70881784_2463639213868628_1064521989504368640_n

Wczoraj KS Kutno odniósł drugą w tym sezonie porażkę. Tym razem nie sprostał Warcie Sieradz. Choć to kutnianie otworzyli wynik spotkania, mecz ostatecznie zakończył się przegraną 1:3. Jedyną bramkę dla KS zdobył Igor Świątkiewicz.


Warta w poprzednim sezonie do samego końca walczyła o wygranie ligi. "Warta Sieradz to główny faworyt do awansu do III ligi. Dysponują doświadczonym składem oraz budżetem, który póki co jest poza naszym zasięgiem. Wiedzieliśmy, że jedziemy na bardzo trudny teren" - mówił trener KS.


Pierwsze czterdzieści pięć minut nie przyniosło nam bramek. "W przerwie skorygowaliśmy nieco nasze ustawienie, były nowe założenia i to wszystko w 70. minucie zaowocowało bramką, dającą nam prowadzenie. Jednak wtedy zabrakło mi, jako trenerowi zimnej głowy. Za bardzo się cofnęliśmy, co spowodowało chaos w naszej grze" - wyznał Dominik Tomczak.


Losy meczu odwróciły się dopiero w ostatnich minutach. "W końcówce Warta przycisnęła przez co najpierw doprowadziła do remisu, następnie objęła prowadzenie. Warto dodać, że obie bramki było po rykoszetach od naszych zawodników, co bardzo utrudniało interwencję naszemu bramkarzowi" - czytamy na stronie KS.

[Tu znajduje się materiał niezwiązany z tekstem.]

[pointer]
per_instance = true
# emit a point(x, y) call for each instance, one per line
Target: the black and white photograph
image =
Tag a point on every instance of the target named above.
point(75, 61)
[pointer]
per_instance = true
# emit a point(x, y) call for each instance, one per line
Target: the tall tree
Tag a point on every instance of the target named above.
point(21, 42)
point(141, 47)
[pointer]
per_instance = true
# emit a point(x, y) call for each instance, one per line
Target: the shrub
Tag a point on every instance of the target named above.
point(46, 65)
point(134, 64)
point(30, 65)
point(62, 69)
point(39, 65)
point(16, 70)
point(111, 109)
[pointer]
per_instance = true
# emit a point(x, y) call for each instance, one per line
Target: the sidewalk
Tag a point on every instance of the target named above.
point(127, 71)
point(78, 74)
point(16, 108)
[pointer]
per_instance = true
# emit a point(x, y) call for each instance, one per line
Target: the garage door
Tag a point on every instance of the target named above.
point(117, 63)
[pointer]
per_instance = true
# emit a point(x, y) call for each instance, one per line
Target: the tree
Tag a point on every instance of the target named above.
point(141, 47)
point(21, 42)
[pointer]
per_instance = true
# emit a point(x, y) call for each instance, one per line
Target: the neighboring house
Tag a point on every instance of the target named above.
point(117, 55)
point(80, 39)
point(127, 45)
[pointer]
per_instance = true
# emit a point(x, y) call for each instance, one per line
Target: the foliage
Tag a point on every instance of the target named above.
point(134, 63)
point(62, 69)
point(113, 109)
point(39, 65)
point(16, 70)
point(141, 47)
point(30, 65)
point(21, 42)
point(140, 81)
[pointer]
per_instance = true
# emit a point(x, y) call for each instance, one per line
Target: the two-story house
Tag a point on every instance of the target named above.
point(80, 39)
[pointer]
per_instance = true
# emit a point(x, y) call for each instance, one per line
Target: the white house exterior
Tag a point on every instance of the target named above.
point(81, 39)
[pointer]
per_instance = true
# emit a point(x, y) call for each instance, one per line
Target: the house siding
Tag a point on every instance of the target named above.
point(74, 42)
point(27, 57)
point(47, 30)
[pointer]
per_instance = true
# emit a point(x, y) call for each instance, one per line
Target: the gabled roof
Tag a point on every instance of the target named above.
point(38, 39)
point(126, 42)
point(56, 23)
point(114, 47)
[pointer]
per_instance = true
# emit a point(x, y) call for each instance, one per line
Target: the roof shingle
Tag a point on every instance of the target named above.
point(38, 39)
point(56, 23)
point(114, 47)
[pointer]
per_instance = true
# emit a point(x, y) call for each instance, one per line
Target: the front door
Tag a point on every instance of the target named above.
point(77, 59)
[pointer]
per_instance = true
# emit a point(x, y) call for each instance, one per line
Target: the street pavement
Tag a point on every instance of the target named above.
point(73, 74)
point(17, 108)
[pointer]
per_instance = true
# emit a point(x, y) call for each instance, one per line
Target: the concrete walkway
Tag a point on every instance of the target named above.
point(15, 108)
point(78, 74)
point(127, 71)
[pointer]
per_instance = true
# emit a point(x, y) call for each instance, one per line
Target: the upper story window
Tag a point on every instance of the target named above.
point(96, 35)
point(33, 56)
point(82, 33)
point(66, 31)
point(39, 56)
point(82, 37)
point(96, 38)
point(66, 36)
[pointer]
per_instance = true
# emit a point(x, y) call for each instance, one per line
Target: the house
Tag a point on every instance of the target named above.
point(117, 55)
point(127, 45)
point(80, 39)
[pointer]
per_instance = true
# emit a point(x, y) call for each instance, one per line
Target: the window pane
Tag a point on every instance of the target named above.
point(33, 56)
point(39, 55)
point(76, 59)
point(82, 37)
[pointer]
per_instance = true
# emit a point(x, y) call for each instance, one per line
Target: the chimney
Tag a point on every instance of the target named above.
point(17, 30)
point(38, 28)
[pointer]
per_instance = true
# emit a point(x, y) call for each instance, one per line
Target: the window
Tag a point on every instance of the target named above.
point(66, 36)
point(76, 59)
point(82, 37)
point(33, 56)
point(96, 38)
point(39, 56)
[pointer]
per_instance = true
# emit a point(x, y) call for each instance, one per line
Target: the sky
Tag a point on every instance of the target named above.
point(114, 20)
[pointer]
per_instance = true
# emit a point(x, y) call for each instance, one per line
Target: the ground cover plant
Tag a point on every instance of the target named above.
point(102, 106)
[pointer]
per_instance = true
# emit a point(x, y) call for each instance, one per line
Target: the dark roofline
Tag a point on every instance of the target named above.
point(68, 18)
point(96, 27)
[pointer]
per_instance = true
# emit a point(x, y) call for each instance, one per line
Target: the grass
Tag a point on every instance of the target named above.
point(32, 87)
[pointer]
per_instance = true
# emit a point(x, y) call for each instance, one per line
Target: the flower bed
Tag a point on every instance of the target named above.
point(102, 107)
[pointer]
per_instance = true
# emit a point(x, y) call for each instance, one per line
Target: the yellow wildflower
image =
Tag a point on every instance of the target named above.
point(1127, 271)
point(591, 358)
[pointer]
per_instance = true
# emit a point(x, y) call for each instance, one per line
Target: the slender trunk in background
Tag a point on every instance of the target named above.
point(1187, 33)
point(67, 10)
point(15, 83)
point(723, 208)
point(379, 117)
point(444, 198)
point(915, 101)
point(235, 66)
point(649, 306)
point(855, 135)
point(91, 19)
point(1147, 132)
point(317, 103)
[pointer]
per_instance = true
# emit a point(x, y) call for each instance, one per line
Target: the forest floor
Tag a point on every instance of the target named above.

Trener kutnian docenia grę swoich zawodników. "Wielkie podziękowania dla chłopaków za walkę i serducho zostawione na boisko. Szczęście było tak blisko. Jednak odpowiedzialność za porażkę biorę na swoje barki. Taki bywa ten sport. Ten, kto popełni więcej błędów, ten przegrywa. W tym meczu moje błędy zaważyły na końcowym wyniku. Za co przepraszam" - dodał Tomczak.


W sobotę kolejny mecz KS. Tym razem na własnym boisku zmierzy się z Jutrzenką Warta. Początek o godzinie 16:00.